Native Americans aren’t required to have one either. Won’t that be the final indignity. We stole their land and now we’ll kick them out of it completely.


democommie on 16 March, 2008 at 12:14 am #

It’s economics that drives the immigration issue.

Sending “them” all back “home” would be hugely expensive and logistically difficult. It would also completely fuck up the restaurant and hospitality business. Every fast food place, expensive restaurant and hostelry is a potential harborer of undocumented migrants. Not to mention all of the lawn care, construction, manufacturers and meat packers who count on cheap help that can’t complain about poor treatment. It’s a very difficult issue to solve and mass “repatriation” is not the solution.


John Lamb on 17 March, 2008 at 7:20 am #

Did the mid-19th-century-potato-famine Irish immigrate legally? To say they immigrated “legally” is to imply that there was an immigration law they had to follow, and that by not following it, they would become “illegal.” There was no such law, except maybe buying a ticket on a boat to get here.

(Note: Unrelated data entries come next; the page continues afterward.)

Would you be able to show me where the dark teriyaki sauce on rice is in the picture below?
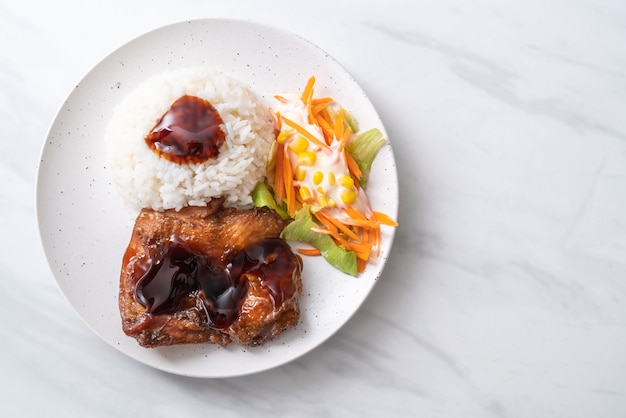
[145,95,226,164]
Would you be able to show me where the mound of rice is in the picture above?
[105,68,274,210]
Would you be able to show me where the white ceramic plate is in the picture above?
[37,19,398,377]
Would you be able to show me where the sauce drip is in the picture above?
[135,237,301,329]
[145,95,226,164]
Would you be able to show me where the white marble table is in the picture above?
[0,0,626,418]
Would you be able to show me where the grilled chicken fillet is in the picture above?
[119,199,302,347]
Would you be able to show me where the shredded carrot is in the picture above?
[301,76,315,103]
[298,248,322,257]
[274,145,285,203]
[271,77,397,272]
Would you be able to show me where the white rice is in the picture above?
[105,67,274,210]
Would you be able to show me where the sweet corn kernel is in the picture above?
[298,151,315,166]
[341,189,356,205]
[296,165,306,181]
[289,135,309,154]
[337,176,354,189]
[300,186,312,202]
[313,171,324,185]
[326,171,336,187]
[276,130,293,144]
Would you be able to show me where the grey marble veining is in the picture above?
[0,0,626,418]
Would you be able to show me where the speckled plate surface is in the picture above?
[37,19,398,377]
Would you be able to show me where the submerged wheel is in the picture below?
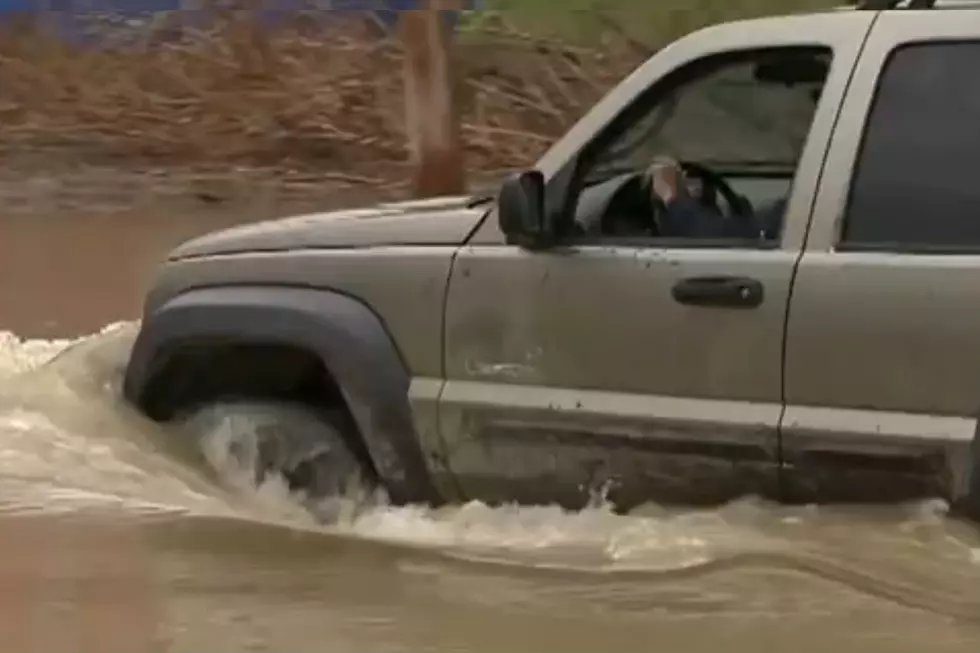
[180,400,377,500]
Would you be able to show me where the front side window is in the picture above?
[577,47,831,242]
[840,42,980,252]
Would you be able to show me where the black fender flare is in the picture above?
[123,286,439,503]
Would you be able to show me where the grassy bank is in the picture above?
[0,0,830,191]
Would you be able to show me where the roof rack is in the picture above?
[848,0,980,11]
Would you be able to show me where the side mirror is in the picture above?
[497,170,552,249]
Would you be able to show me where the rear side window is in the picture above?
[841,41,980,252]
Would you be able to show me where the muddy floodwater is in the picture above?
[0,190,980,653]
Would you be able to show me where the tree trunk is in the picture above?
[398,0,466,197]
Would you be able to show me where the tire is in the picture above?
[180,400,376,501]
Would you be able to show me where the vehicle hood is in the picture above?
[168,196,489,261]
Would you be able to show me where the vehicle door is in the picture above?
[440,12,871,506]
[782,9,980,501]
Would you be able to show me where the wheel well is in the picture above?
[139,341,379,479]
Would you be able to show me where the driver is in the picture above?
[644,156,731,239]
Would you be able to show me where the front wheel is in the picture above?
[180,401,376,500]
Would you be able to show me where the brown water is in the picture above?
[0,196,980,653]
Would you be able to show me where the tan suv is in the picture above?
[125,0,980,514]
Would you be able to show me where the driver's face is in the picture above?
[647,157,688,204]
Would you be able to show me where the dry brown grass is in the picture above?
[0,14,649,184]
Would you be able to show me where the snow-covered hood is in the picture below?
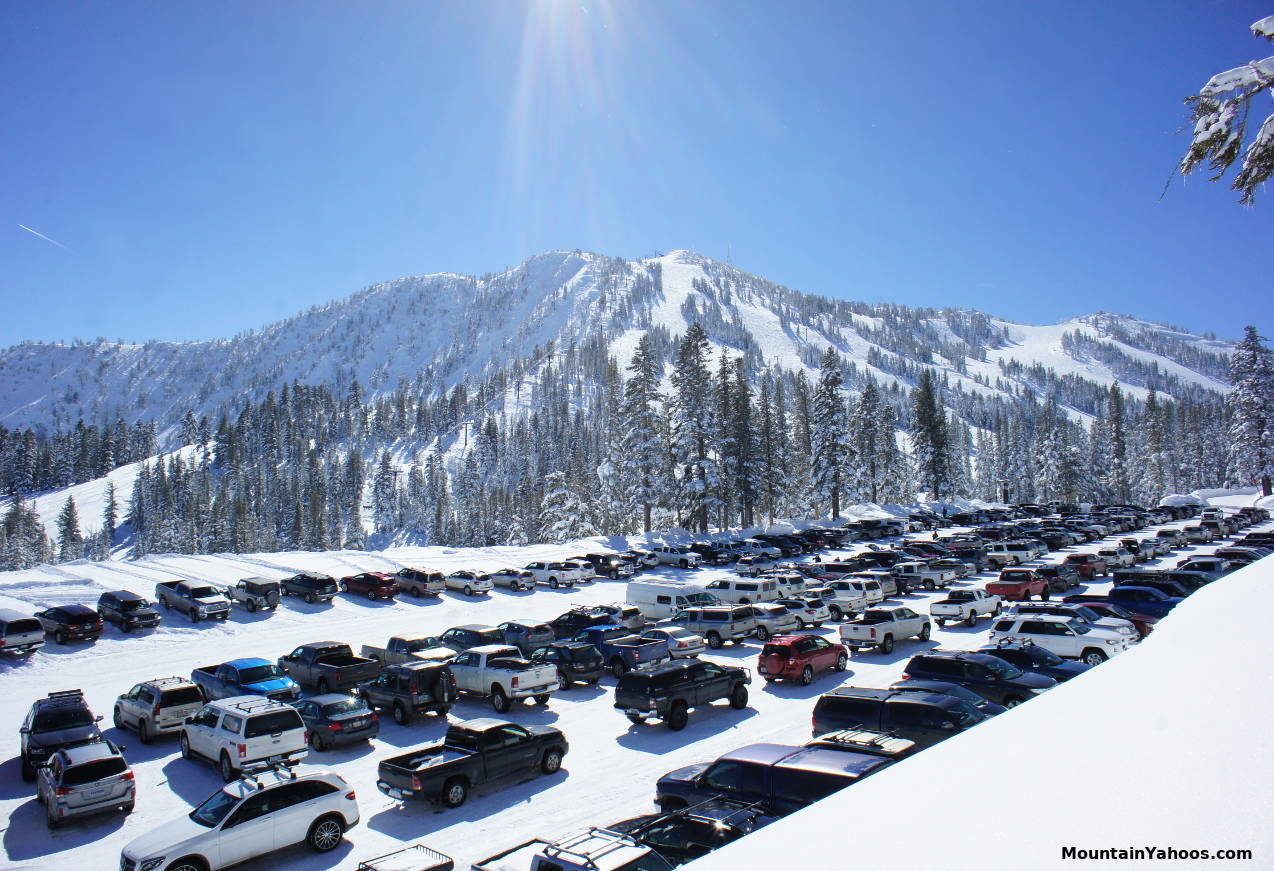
[124,816,211,866]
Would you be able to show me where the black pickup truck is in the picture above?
[376,718,568,807]
[615,660,752,732]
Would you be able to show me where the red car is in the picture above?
[986,569,1049,602]
[757,635,850,686]
[1066,554,1111,581]
[340,572,399,598]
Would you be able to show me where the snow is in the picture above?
[687,537,1274,871]
[0,495,1253,871]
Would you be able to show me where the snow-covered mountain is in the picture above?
[0,251,1232,432]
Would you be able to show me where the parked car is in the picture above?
[97,590,159,632]
[292,693,381,751]
[120,770,358,871]
[986,569,1049,602]
[526,641,606,690]
[181,695,307,783]
[190,657,301,702]
[813,686,986,747]
[18,689,102,783]
[358,662,457,726]
[902,651,1057,708]
[339,572,399,601]
[394,567,447,598]
[279,572,338,605]
[757,635,850,686]
[840,607,933,653]
[929,590,1000,628]
[442,569,496,596]
[641,627,707,660]
[111,677,204,744]
[487,568,535,592]
[0,607,45,656]
[655,744,893,816]
[376,718,569,807]
[36,741,136,829]
[278,642,381,695]
[224,578,283,613]
[614,660,752,732]
[155,581,231,623]
[981,642,1093,684]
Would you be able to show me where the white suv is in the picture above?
[181,695,308,783]
[991,614,1135,665]
[120,770,358,871]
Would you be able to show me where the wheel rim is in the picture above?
[313,820,340,851]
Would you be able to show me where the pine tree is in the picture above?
[1226,326,1274,497]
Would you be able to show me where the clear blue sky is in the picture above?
[0,0,1274,345]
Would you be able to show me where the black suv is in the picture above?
[279,572,336,605]
[526,642,606,689]
[814,686,986,747]
[18,690,102,783]
[902,651,1057,708]
[97,590,159,632]
[615,660,752,732]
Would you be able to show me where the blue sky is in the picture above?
[0,0,1274,345]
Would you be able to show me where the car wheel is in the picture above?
[442,777,469,807]
[217,750,238,783]
[490,684,511,713]
[540,750,562,774]
[306,816,345,853]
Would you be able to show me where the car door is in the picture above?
[215,790,276,867]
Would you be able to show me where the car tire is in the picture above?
[306,814,345,853]
[490,684,512,713]
[217,750,238,783]
[442,777,469,807]
[540,749,562,774]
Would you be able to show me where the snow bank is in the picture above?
[688,560,1274,871]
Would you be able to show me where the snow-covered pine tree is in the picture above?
[810,346,850,520]
[1226,324,1274,495]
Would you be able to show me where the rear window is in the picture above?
[62,756,129,786]
[243,711,304,737]
[159,686,204,708]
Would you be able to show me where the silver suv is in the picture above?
[36,741,136,829]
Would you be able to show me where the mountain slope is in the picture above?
[0,251,1232,434]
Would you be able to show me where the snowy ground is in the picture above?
[0,506,1258,871]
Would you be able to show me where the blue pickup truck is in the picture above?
[571,624,671,677]
[190,657,301,702]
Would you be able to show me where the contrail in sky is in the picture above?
[18,224,70,251]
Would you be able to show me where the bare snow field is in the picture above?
[0,506,1274,871]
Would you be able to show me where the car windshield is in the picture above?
[190,790,238,829]
[322,698,367,717]
[986,660,1022,680]
[31,707,93,732]
[240,662,283,684]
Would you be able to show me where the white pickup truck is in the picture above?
[841,607,933,653]
[929,590,1000,627]
[451,644,558,713]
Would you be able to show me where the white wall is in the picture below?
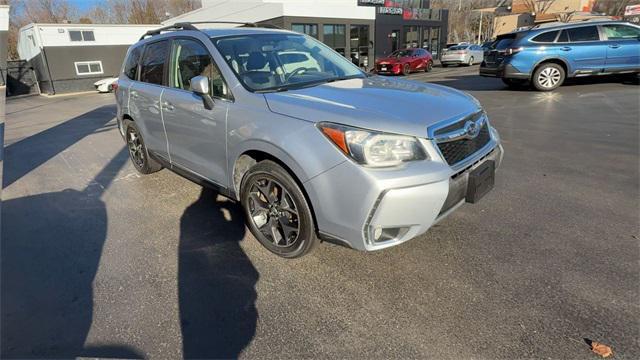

Didn’t anyone see Titanic? Leonardo DiCaprio’s 1912 character won a ticket in a poker game - that was it in those days, unless you were Chinese (their immigration restrictions came shortly after the Civil War). For the Irish to come here, you didn’t have to first visit a U.S. consulate, pass any tests and hope for a visa. You just came! It wasn’t until the 1920’s (less than 100 years ago!) that immigration from Ireland was in any material sense regulated by law. If you want to laud the system by which the Irish escaped the potato famine and came to the U.S., you are praising open borders.


democommie on 17 March, 2008 at 7:30 am #

John Lamb:

It’s troublemakers like you that muddy up the pure waters of neo-conservative, draw bridge mentality, anti-immigrant policies by dumping toxic facts into them. Shame on you!